At most centers, hardened addicts are made to go cold turkey.

"There are multiple accounts of abuses occurring in drug abuse treatment centers, suggesting an urgent need for more regulation by the government and a more rigorous certification for the centers that operate. Using fear and the threat of physical abuse is no way to treat an addiction," said Maureen Meyer, associate for Mexico and Central America at the Washington Office on Latin America, a human rights advocacy group.

In Michoacan state, northwest of Mexico City, a leader of La Familia drug syndicate told police last year that the cartel recruited from drug treatment centers known as Gratitude Refuges, weaning addicts from amphetamines, instilling loyalty to the cartel and training them as killers — under threat of death. The leader, Rafael Cedeno, said the cartel had recruited thousands of members that way.

In Sinaloa, the Pacific Coast state that's the cradle of Mexico's narcotics industry, drug and alcohol abuse are high. The state has 135 known treatment centers.

"Some of them were in deplorable condition earlier," said German Leon Guerrero, the chief of the Sinaloan Council on Addictions. "I think Guantanamo was paradise compared to these places."

Under his tenure, Leon said, state regulations have tightened, and food and hygiene at the centers have improved. He defended the right of families to commit relatives against their will, however.

"Many of these people are in a state of psychotic shock, either from lack of drugs or an overdose," Leon said. "When you are psychotic, we have to use force."

Calderon's strategy of using the Mexican army and marines to combat drug traffickers along the border with the United States has hindered smuggling, so cartels encourage drug use at home, said Esteban Ramirez Alvarez, the president of the Sinaloan Federation of Rehabilitation Centers.

Teenage users of crystal methamphetamine, a highly addictive stimulant, "become easy prey for the organized criminal groups," Ramirez said.

Some end up in drug treatment centers after gunning down opponents or crossing rivals, he said.

"If one of them comes into a center, and has a debt pending, that's when the danger begins that a gang will want to come and take action," he said.

One confessed cocaine addict with deeply bloodshot eyes, Fernando Valentino de la Rosa, 27, shrugged off the threat that gunmen might attack the rehab center in northern Culiacan where he's receiving treatment.

"When you live in a society as violent as it is here in Sinaloa, there is always fear," he said.


In 2009:

May 31 — Five slain at Ciudad Juarez's Life Without Addictions Center.

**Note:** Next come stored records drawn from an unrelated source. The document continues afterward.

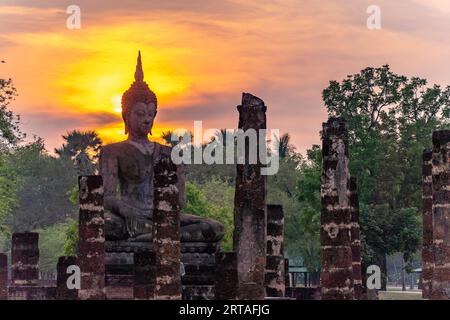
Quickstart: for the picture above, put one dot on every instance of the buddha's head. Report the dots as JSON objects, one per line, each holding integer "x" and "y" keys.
{"x": 139, "y": 105}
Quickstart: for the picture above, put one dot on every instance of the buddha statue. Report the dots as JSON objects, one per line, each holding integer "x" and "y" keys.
{"x": 127, "y": 171}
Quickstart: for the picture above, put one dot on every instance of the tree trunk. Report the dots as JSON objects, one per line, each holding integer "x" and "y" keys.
{"x": 384, "y": 273}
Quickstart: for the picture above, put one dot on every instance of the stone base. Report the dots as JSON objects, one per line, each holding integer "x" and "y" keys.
{"x": 31, "y": 293}
{"x": 198, "y": 293}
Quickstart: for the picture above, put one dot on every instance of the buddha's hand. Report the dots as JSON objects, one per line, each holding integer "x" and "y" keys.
{"x": 125, "y": 211}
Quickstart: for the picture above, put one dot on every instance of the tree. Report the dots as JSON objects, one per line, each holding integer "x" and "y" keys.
{"x": 391, "y": 119}
{"x": 285, "y": 147}
{"x": 83, "y": 148}
{"x": 10, "y": 133}
{"x": 212, "y": 200}
{"x": 307, "y": 223}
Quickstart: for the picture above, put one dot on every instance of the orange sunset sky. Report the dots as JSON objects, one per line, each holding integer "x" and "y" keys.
{"x": 199, "y": 56}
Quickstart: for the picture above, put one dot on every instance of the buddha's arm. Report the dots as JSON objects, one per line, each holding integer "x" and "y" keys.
{"x": 109, "y": 169}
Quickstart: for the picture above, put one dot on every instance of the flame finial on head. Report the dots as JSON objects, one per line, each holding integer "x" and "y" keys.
{"x": 139, "y": 74}
{"x": 138, "y": 92}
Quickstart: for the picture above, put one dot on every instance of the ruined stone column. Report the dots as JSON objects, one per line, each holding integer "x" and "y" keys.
{"x": 250, "y": 217}
{"x": 335, "y": 231}
{"x": 287, "y": 280}
{"x": 91, "y": 238}
{"x": 62, "y": 290}
{"x": 3, "y": 276}
{"x": 427, "y": 231}
{"x": 226, "y": 280}
{"x": 441, "y": 215}
{"x": 25, "y": 259}
{"x": 356, "y": 240}
{"x": 274, "y": 277}
{"x": 166, "y": 228}
{"x": 144, "y": 275}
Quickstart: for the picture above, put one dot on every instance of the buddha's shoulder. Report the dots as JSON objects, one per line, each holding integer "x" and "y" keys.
{"x": 162, "y": 150}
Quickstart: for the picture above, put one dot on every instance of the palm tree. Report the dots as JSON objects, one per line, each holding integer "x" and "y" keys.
{"x": 284, "y": 145}
{"x": 167, "y": 137}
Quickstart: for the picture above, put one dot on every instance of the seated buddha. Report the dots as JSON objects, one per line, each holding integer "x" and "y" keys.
{"x": 127, "y": 171}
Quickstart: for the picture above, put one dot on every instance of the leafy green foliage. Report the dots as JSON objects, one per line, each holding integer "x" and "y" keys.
{"x": 391, "y": 119}
{"x": 213, "y": 199}
{"x": 51, "y": 245}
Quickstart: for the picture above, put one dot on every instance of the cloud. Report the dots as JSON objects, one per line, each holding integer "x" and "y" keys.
{"x": 200, "y": 55}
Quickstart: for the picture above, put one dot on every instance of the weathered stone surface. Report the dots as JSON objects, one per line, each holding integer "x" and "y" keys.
{"x": 250, "y": 217}
{"x": 427, "y": 218}
{"x": 198, "y": 293}
{"x": 62, "y": 291}
{"x": 356, "y": 240}
{"x": 3, "y": 276}
{"x": 311, "y": 293}
{"x": 166, "y": 229}
{"x": 287, "y": 280}
{"x": 33, "y": 292}
{"x": 91, "y": 238}
{"x": 144, "y": 275}
{"x": 25, "y": 258}
{"x": 274, "y": 276}
{"x": 226, "y": 282}
{"x": 335, "y": 232}
{"x": 128, "y": 166}
{"x": 441, "y": 215}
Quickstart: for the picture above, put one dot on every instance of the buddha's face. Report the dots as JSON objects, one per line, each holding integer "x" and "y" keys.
{"x": 140, "y": 120}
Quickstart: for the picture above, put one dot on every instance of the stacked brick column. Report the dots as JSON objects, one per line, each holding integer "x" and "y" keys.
{"x": 62, "y": 290}
{"x": 166, "y": 227}
{"x": 427, "y": 218}
{"x": 91, "y": 238}
{"x": 275, "y": 286}
{"x": 335, "y": 232}
{"x": 355, "y": 240}
{"x": 25, "y": 259}
{"x": 250, "y": 217}
{"x": 3, "y": 276}
{"x": 441, "y": 215}
{"x": 226, "y": 280}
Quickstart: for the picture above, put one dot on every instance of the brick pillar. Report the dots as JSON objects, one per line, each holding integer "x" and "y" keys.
{"x": 427, "y": 229}
{"x": 25, "y": 259}
{"x": 287, "y": 281}
{"x": 226, "y": 280}
{"x": 3, "y": 276}
{"x": 62, "y": 291}
{"x": 335, "y": 239}
{"x": 274, "y": 277}
{"x": 441, "y": 215}
{"x": 356, "y": 240}
{"x": 166, "y": 236}
{"x": 144, "y": 275}
{"x": 91, "y": 238}
{"x": 250, "y": 216}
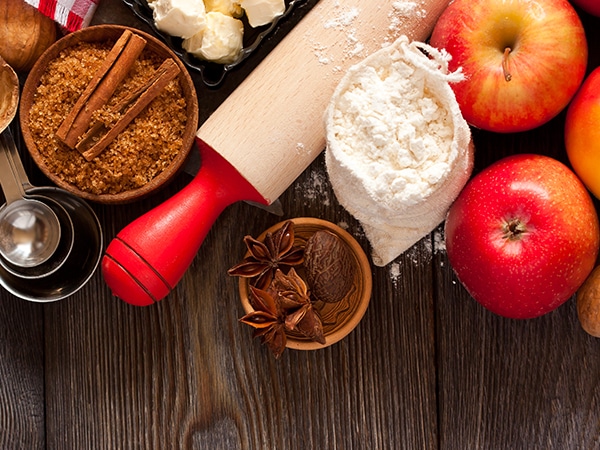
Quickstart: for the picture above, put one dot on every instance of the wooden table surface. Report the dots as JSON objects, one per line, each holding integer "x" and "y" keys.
{"x": 427, "y": 367}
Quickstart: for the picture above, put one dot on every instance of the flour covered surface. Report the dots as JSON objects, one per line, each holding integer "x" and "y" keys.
{"x": 398, "y": 150}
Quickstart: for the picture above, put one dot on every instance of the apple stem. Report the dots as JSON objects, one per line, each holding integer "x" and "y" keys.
{"x": 513, "y": 229}
{"x": 507, "y": 75}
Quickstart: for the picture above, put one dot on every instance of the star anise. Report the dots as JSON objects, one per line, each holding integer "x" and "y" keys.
{"x": 277, "y": 251}
{"x": 267, "y": 320}
{"x": 284, "y": 306}
{"x": 300, "y": 314}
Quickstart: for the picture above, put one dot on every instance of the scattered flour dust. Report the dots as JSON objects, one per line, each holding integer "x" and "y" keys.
{"x": 344, "y": 20}
{"x": 419, "y": 254}
{"x": 314, "y": 188}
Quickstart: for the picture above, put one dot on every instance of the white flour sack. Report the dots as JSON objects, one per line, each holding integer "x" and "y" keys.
{"x": 398, "y": 149}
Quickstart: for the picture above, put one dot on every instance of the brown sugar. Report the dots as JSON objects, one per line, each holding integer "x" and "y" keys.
{"x": 138, "y": 154}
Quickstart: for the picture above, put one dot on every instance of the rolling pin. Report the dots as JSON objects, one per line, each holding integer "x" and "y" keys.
{"x": 260, "y": 139}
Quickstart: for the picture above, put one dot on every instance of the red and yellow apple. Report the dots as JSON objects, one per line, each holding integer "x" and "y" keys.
{"x": 590, "y": 6}
{"x": 523, "y": 60}
{"x": 582, "y": 132}
{"x": 523, "y": 236}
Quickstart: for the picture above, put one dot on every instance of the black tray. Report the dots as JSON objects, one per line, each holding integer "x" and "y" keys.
{"x": 212, "y": 74}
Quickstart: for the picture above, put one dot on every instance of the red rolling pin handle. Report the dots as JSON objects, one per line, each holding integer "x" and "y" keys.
{"x": 146, "y": 259}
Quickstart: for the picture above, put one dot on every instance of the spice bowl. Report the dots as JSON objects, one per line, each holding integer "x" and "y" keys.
{"x": 338, "y": 318}
{"x": 146, "y": 149}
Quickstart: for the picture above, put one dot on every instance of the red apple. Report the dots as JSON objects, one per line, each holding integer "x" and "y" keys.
{"x": 523, "y": 236}
{"x": 582, "y": 133}
{"x": 523, "y": 60}
{"x": 590, "y": 6}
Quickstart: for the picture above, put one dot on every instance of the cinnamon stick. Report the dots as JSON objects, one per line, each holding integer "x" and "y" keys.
{"x": 101, "y": 87}
{"x": 93, "y": 142}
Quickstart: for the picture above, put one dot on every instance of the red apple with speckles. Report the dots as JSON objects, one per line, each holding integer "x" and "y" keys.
{"x": 590, "y": 6}
{"x": 523, "y": 60}
{"x": 523, "y": 236}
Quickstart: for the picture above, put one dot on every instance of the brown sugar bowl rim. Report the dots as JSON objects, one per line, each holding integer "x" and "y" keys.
{"x": 99, "y": 33}
{"x": 360, "y": 294}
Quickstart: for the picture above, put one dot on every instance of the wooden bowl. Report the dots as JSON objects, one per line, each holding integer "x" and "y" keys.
{"x": 339, "y": 318}
{"x": 108, "y": 34}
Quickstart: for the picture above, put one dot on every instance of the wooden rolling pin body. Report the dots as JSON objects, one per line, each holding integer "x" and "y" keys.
{"x": 273, "y": 122}
{"x": 260, "y": 139}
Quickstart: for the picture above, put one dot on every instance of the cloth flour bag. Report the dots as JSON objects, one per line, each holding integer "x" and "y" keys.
{"x": 398, "y": 149}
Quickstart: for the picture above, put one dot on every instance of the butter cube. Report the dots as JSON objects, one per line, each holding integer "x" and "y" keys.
{"x": 262, "y": 12}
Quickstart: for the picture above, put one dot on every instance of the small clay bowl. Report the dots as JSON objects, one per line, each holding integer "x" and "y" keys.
{"x": 109, "y": 34}
{"x": 339, "y": 318}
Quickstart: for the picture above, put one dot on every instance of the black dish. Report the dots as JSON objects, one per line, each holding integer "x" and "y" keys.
{"x": 212, "y": 74}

Sept. 2 — Eighteen people killed at the El Aliviane center in Ciudad Juarez.

Sept. 16 — Ten killed at the Life rehabilitation center in Ciudad Juarez.

In 2010:

June 10 — Nineteen people slain in the Faith and Life clinic in Chihuahua City. Most were thought to belong to Los Mexicles, a gang linked to the Sinaloa cartel, which is at war with the Juarez cartel.

June 17 — Six people killed in Ciudad Juarez's Integral Rehabilitation Clinic.

June 27 — Nine people killed and nine wounded in an attack on the Force for Life center in Durango.